So these were the variables:

  1. Where the leads any good
  2. Was the sales team following them up properly
  3. Was the CRM they were using good enough
  4. Was the product itself any good
  5. Was the product too expensive for this type of lead gen (that’s a whole other story)
  6. Was that the right time to find out

This is what happened.

For the sake of putting things in perspective, by this time I’d previously been involved in hundreds of successful lead generation campaigns of this type in this area for about 8 years, so was very well versed on what you have to do to generate leads in this market, what you have to have in place to convert these leads to sales and what the numbers typically look like.

So…

After setting them up a modern CRM with lots of tracking and nifty sales tools for their team, as well as training them how to use it I worked on adapting the follow-up process (speed to lead & channels) as well as the content and context of the comms themselves.

I didn’t get to find out what difference this would make.

Over a period of 2 or 3 months, I tried generating leads via Google Ads using their landing pages.

I couldn’t generate squat. In the whole period, I think I only managed to generate about 10 leads at a cost of about 800 euros each. Each. 800 euros.

People looking for this type of property in this location were arriving at the landing page, but they were not converting.

Whatever they were doing to generate those x1000, leads that the sales team were unable to convert to sales suggested the level of intent was very low on those leads and this was made worse by the fact that the sales team knew that the leads were “$h!t” (their words) so followed them up expecting them to be bad leads.

Yes the landing page was a bit ropey and it offered too much information, I won’t deny it. But this wasn’t the issue. The lead volume was much too low for it to be the landing page and the fact that by giving them all the info about the development they were not interested in it was valuable intel in itself.

Anything I did from then onward to get more leads from this setup would have meant lowering intent, making the development sound better on the landing page than it was, and essentially passing the problem to the sales team for them to convert these leads to sales.

I resisted, telling the developer my honest conclusion: that the product in its current state was not of interest to their target market, at that time.

So my view was that, in a way, both the marketing and sales teams were to blame, the former for producing low intent leads and the latter, I guess, for giving up on them. And both these teams are otherwise extremely professional.

Sometimes it just comes down to this: in the absence of intermediary metrics between lead and sale, those generating the leads go for volume and low cost per lead.

These are handed to sales teams as hot leads and we get what is sometimes called the Lead Generation Gap (more about this here )

In fact, this is the most common reason lead gen campaigns like these fail: marketing claims the leads are OK, it’s the follow-up by the sales team that sucks, and you guessed it, the sales team said the leads were rubbish.

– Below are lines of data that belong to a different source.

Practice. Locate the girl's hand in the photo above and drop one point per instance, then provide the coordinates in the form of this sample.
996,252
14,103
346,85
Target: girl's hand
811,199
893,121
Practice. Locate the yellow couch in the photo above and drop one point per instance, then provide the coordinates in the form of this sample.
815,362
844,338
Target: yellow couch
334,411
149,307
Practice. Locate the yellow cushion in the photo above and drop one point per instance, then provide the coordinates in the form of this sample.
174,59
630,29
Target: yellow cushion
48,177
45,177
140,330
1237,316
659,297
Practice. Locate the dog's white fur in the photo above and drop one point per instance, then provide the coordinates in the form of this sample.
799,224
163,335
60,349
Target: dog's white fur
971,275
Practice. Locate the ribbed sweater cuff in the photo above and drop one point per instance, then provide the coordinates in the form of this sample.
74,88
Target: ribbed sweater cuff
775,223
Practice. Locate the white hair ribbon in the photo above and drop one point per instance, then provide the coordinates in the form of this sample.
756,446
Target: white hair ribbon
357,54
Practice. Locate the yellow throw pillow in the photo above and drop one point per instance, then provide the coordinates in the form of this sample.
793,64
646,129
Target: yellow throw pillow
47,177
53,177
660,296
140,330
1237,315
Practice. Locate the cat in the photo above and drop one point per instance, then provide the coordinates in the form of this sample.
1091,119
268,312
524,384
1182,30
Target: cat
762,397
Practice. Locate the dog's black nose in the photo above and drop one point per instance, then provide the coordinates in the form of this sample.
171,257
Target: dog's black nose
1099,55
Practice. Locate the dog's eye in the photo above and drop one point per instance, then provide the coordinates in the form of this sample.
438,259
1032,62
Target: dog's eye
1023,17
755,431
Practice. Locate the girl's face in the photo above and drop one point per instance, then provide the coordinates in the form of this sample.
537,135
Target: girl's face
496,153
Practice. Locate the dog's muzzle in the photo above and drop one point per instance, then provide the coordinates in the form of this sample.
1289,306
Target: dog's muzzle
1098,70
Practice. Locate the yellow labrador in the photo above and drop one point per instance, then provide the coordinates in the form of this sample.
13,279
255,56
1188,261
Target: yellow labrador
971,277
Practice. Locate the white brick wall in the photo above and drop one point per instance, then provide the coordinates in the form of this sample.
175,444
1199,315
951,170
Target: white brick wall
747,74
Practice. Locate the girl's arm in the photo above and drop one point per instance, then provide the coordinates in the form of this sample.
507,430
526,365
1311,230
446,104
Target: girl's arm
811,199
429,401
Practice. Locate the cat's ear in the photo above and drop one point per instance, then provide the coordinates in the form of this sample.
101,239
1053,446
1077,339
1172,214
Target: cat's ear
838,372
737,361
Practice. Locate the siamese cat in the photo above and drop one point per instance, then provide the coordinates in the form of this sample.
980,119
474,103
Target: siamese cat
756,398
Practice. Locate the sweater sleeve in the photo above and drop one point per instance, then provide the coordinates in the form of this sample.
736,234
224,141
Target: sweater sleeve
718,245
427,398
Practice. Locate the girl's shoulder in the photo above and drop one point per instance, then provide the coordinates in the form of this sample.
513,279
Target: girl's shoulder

So coming back to the variables, in this case, this was my take:

  1. Where the x1000 leads any good – nope
  2. Was the sales team following them up properly – nope
  3. Was the CRM they were using good enough – nope
  4. Was the product itself any good – so-so
  5. Was the product too expensive for this type of lead gen – yes 
  6. Was that the right time to find out – nope

And yes, I (rightfully) got fired from the gig.

The truth hurts.

But you know what, sometimes it’s just bad timing.